At the moment I’ve thought of a method for “Large object LOD” this would be for objects greater than X Km’s long like Planets and Super structures. It involves transitioning from a scene with small objects to a scene with a bigger more detailed objects the closer you get to the object in question. (Detailed objects would always be at 0,0,0 of the scene transition) It’s going to be difficult to implement as my understanding of C++ syntax is weak. However I think I’m up for the task. (I’m not going to attempt planetary landing, procedural generation of that level is too high of a scope, just being able to get close to a planet and it looking massive on screen is the goal) I hope to use world tiling for believable distances for the smaller/less detailed planet objects and super structures giving the illusion that the player has just traveled a great distance.

Indeed this does seem to be the case, which is fine because from my first initial test this only seems to have an effect on objects that are sitting at any position greater than 1500000.0 if this holds true then it is good news for my “Large Object LOD” idea.

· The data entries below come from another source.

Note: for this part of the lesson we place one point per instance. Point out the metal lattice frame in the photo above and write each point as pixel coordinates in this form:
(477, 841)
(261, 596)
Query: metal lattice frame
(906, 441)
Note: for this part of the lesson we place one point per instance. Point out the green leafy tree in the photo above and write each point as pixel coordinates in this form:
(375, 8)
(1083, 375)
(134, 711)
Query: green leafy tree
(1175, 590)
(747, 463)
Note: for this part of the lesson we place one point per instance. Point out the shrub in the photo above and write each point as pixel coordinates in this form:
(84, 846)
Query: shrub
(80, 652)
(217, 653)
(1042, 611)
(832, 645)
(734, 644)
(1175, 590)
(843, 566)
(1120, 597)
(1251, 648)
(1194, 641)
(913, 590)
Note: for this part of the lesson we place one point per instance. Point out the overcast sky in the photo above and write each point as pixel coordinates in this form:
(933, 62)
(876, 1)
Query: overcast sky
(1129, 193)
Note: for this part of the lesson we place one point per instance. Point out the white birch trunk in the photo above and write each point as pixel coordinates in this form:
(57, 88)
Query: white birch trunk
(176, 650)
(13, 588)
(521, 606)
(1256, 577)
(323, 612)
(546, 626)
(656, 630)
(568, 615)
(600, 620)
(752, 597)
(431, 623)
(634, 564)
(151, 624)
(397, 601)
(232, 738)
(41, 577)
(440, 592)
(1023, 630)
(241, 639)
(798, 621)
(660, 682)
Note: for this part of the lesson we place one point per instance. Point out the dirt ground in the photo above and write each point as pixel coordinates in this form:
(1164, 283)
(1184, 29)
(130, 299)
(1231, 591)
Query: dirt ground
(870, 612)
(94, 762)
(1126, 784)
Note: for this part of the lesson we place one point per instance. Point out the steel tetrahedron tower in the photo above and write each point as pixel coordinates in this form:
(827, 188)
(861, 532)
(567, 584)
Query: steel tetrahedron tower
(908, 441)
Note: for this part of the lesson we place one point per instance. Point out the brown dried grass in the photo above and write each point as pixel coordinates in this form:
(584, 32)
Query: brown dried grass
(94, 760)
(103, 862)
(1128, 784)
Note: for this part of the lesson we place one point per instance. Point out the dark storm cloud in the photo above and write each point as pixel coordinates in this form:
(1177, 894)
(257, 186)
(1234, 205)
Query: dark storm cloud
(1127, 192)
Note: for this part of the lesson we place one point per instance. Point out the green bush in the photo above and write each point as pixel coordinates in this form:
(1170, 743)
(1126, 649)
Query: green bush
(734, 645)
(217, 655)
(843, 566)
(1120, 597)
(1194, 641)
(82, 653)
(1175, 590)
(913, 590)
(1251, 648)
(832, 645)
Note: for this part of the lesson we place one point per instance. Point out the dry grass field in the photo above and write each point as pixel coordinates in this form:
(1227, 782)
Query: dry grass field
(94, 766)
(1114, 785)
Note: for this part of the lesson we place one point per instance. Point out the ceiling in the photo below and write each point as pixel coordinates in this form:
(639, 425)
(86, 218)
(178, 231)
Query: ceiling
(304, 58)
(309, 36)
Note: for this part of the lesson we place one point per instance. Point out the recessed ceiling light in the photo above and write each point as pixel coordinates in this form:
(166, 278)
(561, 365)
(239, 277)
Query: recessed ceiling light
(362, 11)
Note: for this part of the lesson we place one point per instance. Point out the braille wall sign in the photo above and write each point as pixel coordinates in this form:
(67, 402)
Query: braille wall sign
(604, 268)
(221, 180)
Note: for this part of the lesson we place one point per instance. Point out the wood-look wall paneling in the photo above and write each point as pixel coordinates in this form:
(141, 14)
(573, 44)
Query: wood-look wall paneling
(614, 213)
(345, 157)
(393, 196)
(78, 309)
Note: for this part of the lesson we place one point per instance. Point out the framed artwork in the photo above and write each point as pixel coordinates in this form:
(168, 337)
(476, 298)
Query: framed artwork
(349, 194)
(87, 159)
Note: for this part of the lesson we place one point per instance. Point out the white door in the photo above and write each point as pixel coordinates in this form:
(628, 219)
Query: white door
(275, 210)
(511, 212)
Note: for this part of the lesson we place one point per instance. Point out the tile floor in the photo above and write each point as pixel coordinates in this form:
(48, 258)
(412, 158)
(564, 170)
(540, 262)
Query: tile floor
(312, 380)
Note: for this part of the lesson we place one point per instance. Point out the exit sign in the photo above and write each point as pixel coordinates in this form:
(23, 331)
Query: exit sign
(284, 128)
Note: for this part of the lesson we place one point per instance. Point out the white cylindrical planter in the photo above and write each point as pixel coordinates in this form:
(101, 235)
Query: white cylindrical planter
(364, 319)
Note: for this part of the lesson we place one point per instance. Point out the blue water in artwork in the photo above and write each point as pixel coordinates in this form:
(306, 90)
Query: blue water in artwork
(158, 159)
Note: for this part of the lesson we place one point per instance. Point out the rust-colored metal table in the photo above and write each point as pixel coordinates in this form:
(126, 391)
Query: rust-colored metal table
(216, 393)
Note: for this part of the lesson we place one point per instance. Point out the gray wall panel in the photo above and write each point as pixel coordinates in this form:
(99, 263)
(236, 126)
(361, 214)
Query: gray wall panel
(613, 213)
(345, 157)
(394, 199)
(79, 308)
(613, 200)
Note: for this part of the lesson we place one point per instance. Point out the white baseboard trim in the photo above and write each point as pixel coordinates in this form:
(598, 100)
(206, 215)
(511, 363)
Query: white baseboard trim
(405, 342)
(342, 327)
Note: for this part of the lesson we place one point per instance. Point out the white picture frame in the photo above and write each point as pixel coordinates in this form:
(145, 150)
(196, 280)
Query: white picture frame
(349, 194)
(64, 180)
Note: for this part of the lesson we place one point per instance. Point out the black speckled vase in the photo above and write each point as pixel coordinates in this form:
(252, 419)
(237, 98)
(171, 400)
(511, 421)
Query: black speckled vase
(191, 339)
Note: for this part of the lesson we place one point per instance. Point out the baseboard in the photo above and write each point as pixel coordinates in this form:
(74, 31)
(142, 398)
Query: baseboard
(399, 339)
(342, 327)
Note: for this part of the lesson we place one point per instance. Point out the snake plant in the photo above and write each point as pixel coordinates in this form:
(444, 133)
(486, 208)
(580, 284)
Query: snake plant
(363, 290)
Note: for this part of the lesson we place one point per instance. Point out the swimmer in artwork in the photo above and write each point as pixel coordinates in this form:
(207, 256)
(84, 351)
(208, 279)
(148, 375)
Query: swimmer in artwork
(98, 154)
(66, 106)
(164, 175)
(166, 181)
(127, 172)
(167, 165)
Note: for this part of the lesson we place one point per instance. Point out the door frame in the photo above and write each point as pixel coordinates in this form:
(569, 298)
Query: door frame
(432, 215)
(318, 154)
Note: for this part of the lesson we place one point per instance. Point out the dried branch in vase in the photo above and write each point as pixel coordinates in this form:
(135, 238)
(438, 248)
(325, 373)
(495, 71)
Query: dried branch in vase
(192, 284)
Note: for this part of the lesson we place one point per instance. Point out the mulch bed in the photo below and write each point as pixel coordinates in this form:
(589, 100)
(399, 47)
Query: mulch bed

All in all a better understanding of Urho3D and C++ syntax is in order, I believe that I’ll obtain that simply through trial and error like I did with C#, it helps that a lot of things within Urho and C++ are in a sense similar to C# and Unity. I am hoping it helps with the learning process.

EDIT/ Just had a thought that my Large object LOD idea and world tiling could possibly be implemented in the exact same way via “world tiling” right now the plan of attack is the scour the examples and docs to see if I can figure out how to load Node’s from XML files then see if I can make world tiling happen.

Thanks guys!

gawag

Sounds interesting.

About noise: there’s a library called libnoise that may be useful: libnoise.sourceforge.net/
I used that library many years ago to generate heightmaps.
Are you sure you want to generate textures at each startup? Would really slow down startup.
Or just at the first?
You could also just pre-generate textures. I experimented with these to generate seamless textures: urho3d.wikia.com/wiki/Creating_T … extureEdit

About XML: I wrote about reading quite a while ago: urho3d.wikia.com/wiki/XML Never tried writing but should be easy as well.
Urho3D has also the feature of loading and saving scenes. I’ve never used that though and using XML more directly could be better in your case anyway.

Could you write things down where you were stuck or that you find weird or difficult? I’m always interesting in difficulties regarding Urho and C++ (or programming in general). Also we are working on adding learning material to Urho and such “beginner difficulties” or “slowdowns” would be really helpful. Also I find Urho to be sometimes weird to use and I’m sure I’m not the only one.

Edit: Oh have you tried changing the near and far clip distance? Could help.

Enhex

You’d still have precision problems with the node itself.